Idle questions may pop into your mind: is Ann Craven getting better at painting deer? Is she trying to? Her repetition suggests a harmless obsession-a girly counterpart to the teenage boy who practices the same Led Zeppelin riff on his guitar over and over. In this age of mechanical reproduction, Craven reproduces her works by hand, with industriousness that seems both mindless and meaningless.
But first glances are nearly always deceiving. To begin with, a few layers must be peeled away to uncover the source or Craven’s deer images. Dear, 2004 is a reproduction-by-hand of Dear, 2002, which owes its existence to Dear in Daisies (The Life of a Fawn), 1998. In turn, the source of this image is neither the real thing, nor a child’s toy, nor yet a Disney cartoon. It’s the dystopian science fiction film Soylent Green, which portrays a future in which the natural world, having been destroyed, is only preserved in images, in reproductions.

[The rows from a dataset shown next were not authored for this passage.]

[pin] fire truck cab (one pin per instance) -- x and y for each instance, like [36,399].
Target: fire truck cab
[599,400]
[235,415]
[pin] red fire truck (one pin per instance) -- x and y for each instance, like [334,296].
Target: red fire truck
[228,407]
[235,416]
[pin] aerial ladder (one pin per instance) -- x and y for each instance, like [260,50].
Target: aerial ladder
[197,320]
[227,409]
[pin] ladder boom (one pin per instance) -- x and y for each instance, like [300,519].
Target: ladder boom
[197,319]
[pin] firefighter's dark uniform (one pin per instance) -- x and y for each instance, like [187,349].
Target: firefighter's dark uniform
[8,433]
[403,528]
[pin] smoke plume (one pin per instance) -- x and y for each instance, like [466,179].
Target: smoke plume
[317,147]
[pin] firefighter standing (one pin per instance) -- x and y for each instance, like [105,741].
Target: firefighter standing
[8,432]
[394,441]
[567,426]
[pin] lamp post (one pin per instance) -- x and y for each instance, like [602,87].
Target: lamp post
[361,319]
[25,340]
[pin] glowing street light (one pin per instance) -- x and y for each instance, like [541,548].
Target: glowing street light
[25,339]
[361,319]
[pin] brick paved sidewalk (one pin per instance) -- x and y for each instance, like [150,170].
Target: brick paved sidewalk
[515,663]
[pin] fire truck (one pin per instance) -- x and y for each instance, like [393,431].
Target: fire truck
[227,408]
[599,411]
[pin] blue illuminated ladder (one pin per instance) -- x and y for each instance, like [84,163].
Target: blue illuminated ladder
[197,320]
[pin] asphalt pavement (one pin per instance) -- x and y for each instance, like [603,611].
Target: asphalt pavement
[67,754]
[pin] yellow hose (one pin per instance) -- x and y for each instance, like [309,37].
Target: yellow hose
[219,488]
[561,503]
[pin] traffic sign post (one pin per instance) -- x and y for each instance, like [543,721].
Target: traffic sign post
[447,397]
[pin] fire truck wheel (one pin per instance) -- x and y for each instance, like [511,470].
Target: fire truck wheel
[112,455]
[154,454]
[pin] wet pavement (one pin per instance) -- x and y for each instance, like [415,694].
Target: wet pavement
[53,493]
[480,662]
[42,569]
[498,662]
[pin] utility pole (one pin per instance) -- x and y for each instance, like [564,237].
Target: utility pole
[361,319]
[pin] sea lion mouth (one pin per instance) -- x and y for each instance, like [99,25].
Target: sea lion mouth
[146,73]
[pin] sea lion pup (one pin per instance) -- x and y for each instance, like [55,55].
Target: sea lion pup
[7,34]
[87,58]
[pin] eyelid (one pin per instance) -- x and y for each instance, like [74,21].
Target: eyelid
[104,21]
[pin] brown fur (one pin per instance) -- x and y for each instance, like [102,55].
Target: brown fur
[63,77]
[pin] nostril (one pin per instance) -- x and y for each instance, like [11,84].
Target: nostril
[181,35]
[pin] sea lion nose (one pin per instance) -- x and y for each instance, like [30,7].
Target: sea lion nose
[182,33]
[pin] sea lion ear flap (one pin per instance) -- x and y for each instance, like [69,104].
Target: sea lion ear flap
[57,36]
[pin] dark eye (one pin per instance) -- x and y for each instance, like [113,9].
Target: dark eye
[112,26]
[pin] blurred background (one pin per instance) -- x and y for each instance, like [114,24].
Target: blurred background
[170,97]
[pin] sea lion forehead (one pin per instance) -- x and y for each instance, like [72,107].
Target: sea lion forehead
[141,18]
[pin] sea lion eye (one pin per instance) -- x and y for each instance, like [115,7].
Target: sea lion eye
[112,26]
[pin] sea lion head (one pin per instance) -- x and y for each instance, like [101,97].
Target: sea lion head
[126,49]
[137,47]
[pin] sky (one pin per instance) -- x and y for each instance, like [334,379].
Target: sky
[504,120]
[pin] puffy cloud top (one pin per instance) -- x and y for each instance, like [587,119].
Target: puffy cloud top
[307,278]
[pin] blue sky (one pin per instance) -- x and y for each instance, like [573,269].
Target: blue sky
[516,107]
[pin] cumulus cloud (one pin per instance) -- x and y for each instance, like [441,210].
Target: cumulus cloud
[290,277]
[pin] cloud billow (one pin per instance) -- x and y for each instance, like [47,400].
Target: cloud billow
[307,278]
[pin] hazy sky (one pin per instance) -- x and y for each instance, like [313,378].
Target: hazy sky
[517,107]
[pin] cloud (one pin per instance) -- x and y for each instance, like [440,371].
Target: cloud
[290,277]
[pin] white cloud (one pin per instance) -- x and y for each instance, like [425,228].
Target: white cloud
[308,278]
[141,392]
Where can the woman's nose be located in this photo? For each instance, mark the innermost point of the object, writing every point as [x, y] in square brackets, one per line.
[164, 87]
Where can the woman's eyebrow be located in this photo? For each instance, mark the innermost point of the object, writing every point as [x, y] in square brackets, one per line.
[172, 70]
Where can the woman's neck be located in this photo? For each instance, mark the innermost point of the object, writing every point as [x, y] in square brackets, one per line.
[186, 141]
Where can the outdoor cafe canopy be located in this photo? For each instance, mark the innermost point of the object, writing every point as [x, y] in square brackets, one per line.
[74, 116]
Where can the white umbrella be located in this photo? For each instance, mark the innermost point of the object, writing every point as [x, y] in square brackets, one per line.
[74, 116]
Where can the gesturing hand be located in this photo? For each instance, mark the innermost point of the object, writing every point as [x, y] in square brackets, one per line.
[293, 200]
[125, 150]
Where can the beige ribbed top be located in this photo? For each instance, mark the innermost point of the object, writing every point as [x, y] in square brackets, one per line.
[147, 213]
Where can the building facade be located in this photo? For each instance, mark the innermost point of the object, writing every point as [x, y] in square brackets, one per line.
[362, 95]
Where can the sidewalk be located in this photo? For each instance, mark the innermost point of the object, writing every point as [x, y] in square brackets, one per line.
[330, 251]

Considering this, Craven’s project takes on a ritualistic superstitious dimension. She paints and re-paints the same image. not for the sake of a sly deconstruction of the value of labor in an era of mass-produced consumer goods, but as part of a fervent rush to preservation. She paints to preserve herself, her work, and her world-our world-from forces as vague as they are menacing.
Deer and Beer is, ultimately, only a light summer show on the surface, and the artist good-naturedly invites us to surrender to the simplicity of that layered surface. Beneath sweet images of one of nature’s most timid creatures, beneath facile puns and a rhyming title,
there is the elemental satisfaction of looking at similar things side-by-side, appreciating symmetry while scanning for differences. This seeming simplicity is proffered in an appropriately relaxed, casual, summertime mode.
Craven’s refusal to signal the seriousness of her intentions is quite endearing. A cursory search for underlying seriousness might generate echoes of smart-alecky fun along the lines of Warhol’s silkscreens or Koons’ puppies. But the similarity is misleading, as it further conceals an endeavor more earnest, more melancholy, and more contemporary.